Was können Unternehmen tun, um Gaslighting zu verhindern?
Führungskräfte und Personalentscheider können aktiv gegen psychologische Manipulation vorgehen, indem sie eine Unternehmenskultur fördern, die auf Offenheit und gegenseitigem Respekt basiert:
- Achtsamkeit im Alltag: Personalleiter und Manager sollten mit offenen Augen durchs Unternehmen gehen und sensibel für unterschwellige Konflikte sein.
- Gerüchte sofort adressieren: Wenn Falschinformationen oder gezielte Manipulation auffallen, sollten diese direkt in Meetings angesprochen und aus der Welt geschafft werden.
- Schnelle Konsequenzen ziehen: Wenn Gaslighting nachgewiesen wird, dürfen keine langen Diskussionen folgen – arbeitsrechtliche Konsequenzen sind hier notwendig.
- Externe Hilfe holen: Workshops und Schulungen können helfen, eine gesunde Kommunikationskultur zu etablieren und Mitarbeiter für das Thema psychologische Manipulation zu sensibilisieren.
Gaslighting durch den Chef? Ein strukturelles Problem!

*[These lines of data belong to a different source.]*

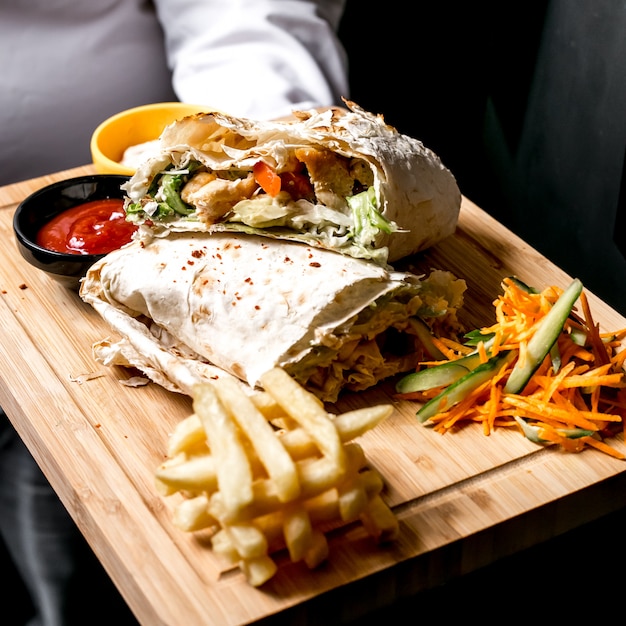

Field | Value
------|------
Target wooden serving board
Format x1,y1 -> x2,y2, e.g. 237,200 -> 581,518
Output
0,167 -> 626,626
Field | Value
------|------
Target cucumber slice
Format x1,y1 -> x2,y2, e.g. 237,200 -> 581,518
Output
396,353 -> 480,393
417,352 -> 515,422
504,278 -> 583,393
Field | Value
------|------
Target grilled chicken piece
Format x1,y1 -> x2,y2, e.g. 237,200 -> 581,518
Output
181,172 -> 258,224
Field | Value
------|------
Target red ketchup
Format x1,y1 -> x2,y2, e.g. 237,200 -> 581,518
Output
37,198 -> 137,254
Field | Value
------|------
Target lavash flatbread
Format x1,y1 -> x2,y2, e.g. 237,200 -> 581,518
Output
125,102 -> 461,265
80,233 -> 465,402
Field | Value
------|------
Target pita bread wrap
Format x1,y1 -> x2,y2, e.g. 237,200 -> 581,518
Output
124,102 -> 461,265
80,233 -> 465,402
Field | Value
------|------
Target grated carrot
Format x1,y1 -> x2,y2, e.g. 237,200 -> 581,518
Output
398,278 -> 626,459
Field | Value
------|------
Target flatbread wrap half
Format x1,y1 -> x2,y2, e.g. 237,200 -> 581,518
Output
124,101 -> 461,265
80,233 -> 465,402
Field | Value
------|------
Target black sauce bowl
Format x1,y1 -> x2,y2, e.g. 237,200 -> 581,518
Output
13,174 -> 129,290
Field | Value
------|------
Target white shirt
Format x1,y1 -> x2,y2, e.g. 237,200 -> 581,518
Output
0,0 -> 349,184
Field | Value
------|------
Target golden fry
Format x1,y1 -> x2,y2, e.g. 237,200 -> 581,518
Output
216,372 -> 300,502
155,369 -> 398,586
193,384 -> 253,511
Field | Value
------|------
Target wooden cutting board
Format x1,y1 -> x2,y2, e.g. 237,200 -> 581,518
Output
0,167 -> 626,626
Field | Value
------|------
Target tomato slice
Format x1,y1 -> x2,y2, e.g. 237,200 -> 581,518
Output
252,161 -> 281,198
280,172 -> 314,200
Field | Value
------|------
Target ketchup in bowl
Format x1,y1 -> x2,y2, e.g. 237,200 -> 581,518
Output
36,198 -> 137,254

In vielen Fällen kommt Gaslighting nicht von einzelnen Kollegen, sondern direkt von den Führungskräften. Das ist besonders problematisch, denn wer kann sich schon problemlos gegen seinen eigenen Chef wehren?
Oft sind es Führungskräfte, die in Positionen gelandet sind, für die sie weder die Erfahrung noch das nötige Fingerspitzengefühl haben. Statt sich auf ihr Team zu verlassen, sehen sie kompetente Mitarbeiter als Bedrohung und versuchen, diese kleinzuhalten. Hier liegt das Problem oft schon in der Beförderungspraxis: Nicht jeder Top-Seller ist automatisch eine gute Führungskraft. Umgekehrt kann jemand, der nicht der beste Fachmann ist, aber mit Menschenführung umgehen kann, das Team zum Erfolg führen.
Fazit: Gemeinsam gegen Manipulation
Gaslighting am Arbeitsplatz nimmt zu und kann immense psychische und berufliche Folgen haben. Umso wichtiger ist es, Manipulation aktiv zu erkennen und dagegen vorzugehen. Jeder Einzelne kann seinen Beitrag leisten, indem er sich nicht verunsichern lässt, Manipulation anspricht und Unterstützung sucht. Gleichzeitig liegt es in der Verantwortung von Unternehmen und Personalverantwortlichen, eine Umgebung zu schaffen, in der psychologische Kriegsführung keinen Platz hat. Denn am Ende profitieren alle von einer offenen, ehrlichen und respektvollen Unternehmenskultur.